Global airlines may suffer US$6.1b losses on oil prices

   Date:2008/06/03     Source:

AIRLINES may report combined losses of US$6.1 billion this year, the worst since 2003, as spiraling fuel costs and slowing economies wipe out earnings.

The International Air Transport Association, whose members account for 93 percent of international traffic, cut its forecast for a fourth time in nine months at a meeting in Istanbul after oil prices rose 42 percent in six months. Airlines had a profit of US$5.6 billion in 2007, the first since the 2001 terror attacks.

"Just as we start to recover we face another crisis of potentially even greater dimension," IATA Chief Executive Officer Giovanni Bisignani said at yesterday's annual meeting. "Skyrocketing oil prices are changing everything. The situation is desperate and potentially more destructive than our recent battles with all the horsemen of the apocalypse combined."

More than a dozen carriers have collapsed in the past six months, with UK-based business-class operator Silverjet Plc the latest casualty, grounding planes last week after running out of cash. Long-haul budget carrier Oasis Hong Kong Airlines Ltd, Columbus, Ohio-based Skybus Airlines Inc and Frontier Airlines Holdings Inc of Denver also failed in recent weeks.

Bisignani said the surge in fuel expenses has combined with slowing demand after the tightening of global credit to create a "perfect storm." The group forecast a US$4.5 billion profit as recently as April 1, Bloomberg News said.

IATA based its US$6.1 billion loss estimate on an oil price of about US$135 a barrel, equal to the record level reached on May 22. The 230-member group's official forecast is for a loss of US$2.3 billion, based on a consensus oil price of US$107.

Grim situation

"This really reflects the whole state of the industry," said John Strickland, director of aviation specialist JLS Consulting Ltd in London. "It shows the way in which the industry can rapidly turn from profit to loss. If you look at some of the other forecasts of oil at US$200 a barrel then I think it's more likely to be worse than IATA's projections."
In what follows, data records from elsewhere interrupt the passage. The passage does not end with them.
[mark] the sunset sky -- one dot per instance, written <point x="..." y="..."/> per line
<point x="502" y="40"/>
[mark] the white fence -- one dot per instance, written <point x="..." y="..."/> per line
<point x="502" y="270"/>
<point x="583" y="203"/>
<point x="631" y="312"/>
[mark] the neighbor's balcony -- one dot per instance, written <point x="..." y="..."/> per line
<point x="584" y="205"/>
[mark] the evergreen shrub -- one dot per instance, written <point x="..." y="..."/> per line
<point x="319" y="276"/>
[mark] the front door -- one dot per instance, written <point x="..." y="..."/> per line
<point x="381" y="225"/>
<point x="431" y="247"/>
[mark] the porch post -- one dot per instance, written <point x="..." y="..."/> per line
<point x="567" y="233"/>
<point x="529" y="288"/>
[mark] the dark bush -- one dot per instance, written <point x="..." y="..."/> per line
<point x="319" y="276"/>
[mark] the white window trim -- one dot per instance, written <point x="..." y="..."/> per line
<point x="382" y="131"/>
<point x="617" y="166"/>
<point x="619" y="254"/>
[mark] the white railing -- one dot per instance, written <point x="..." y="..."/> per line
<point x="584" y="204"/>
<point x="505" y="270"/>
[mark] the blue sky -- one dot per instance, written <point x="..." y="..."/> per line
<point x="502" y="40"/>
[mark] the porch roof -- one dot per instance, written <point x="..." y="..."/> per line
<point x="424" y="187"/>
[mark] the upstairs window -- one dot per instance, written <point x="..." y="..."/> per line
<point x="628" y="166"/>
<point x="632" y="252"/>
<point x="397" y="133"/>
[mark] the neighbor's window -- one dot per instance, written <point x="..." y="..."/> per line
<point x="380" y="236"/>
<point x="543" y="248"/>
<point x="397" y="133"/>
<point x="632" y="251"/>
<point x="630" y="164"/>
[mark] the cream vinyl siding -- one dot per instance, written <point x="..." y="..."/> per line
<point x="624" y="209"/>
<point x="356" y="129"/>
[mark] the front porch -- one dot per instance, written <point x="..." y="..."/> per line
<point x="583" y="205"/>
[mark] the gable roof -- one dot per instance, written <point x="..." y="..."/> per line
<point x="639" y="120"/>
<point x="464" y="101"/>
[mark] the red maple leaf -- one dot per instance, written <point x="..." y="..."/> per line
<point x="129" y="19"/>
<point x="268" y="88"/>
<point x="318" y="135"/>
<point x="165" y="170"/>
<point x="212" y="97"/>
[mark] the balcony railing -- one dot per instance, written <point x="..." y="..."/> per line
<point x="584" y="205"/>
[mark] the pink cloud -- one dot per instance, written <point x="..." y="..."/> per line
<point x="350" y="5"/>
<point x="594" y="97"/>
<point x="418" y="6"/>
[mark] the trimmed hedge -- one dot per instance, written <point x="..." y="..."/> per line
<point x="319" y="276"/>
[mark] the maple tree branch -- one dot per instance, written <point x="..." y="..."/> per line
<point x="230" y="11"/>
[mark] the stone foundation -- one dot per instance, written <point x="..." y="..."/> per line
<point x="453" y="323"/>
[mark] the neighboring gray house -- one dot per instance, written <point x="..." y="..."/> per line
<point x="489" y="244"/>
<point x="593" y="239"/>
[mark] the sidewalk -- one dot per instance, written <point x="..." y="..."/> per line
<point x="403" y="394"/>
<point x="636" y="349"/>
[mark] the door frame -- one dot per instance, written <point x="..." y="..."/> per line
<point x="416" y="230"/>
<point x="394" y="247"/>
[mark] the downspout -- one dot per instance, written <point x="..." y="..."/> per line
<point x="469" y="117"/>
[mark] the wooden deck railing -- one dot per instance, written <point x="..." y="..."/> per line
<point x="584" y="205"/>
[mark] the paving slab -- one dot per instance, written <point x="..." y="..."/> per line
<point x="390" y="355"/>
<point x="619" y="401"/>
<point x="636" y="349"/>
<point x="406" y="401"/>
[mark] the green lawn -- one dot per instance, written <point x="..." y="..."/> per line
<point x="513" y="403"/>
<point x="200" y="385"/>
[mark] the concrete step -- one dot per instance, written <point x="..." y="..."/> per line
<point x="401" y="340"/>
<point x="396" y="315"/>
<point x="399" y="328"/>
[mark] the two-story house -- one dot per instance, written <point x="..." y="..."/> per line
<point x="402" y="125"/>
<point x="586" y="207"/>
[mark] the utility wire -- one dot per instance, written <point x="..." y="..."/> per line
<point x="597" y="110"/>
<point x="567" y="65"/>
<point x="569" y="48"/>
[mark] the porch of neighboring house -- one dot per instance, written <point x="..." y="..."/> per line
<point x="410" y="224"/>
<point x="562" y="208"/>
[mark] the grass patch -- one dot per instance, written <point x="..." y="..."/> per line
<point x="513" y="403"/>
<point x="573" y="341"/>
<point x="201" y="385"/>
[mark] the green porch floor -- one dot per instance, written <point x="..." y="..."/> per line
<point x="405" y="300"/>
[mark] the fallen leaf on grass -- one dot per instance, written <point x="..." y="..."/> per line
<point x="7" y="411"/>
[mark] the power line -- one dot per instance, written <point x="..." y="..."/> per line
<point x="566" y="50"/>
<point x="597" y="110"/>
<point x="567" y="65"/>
Bisignani said the situation facing the airline industry is "grim," with oil prices obliterating the benefits of a 19-percent increase in fuel efficiency and an 18 percent fall in non-fuel unit costs since 2001.

Traffic growth is likely to slow to 3.9 percent this year, compared with 7.4 percent growth in passenger traffic in 2007, he said.

"Any time you have fuel, two years back, at US$30, US$40 a barrel, and now you have it at US$135, you put a shock into the whole system," said John Leahy, chief operating officer at Airbus SAS, the world's biggest plane maker.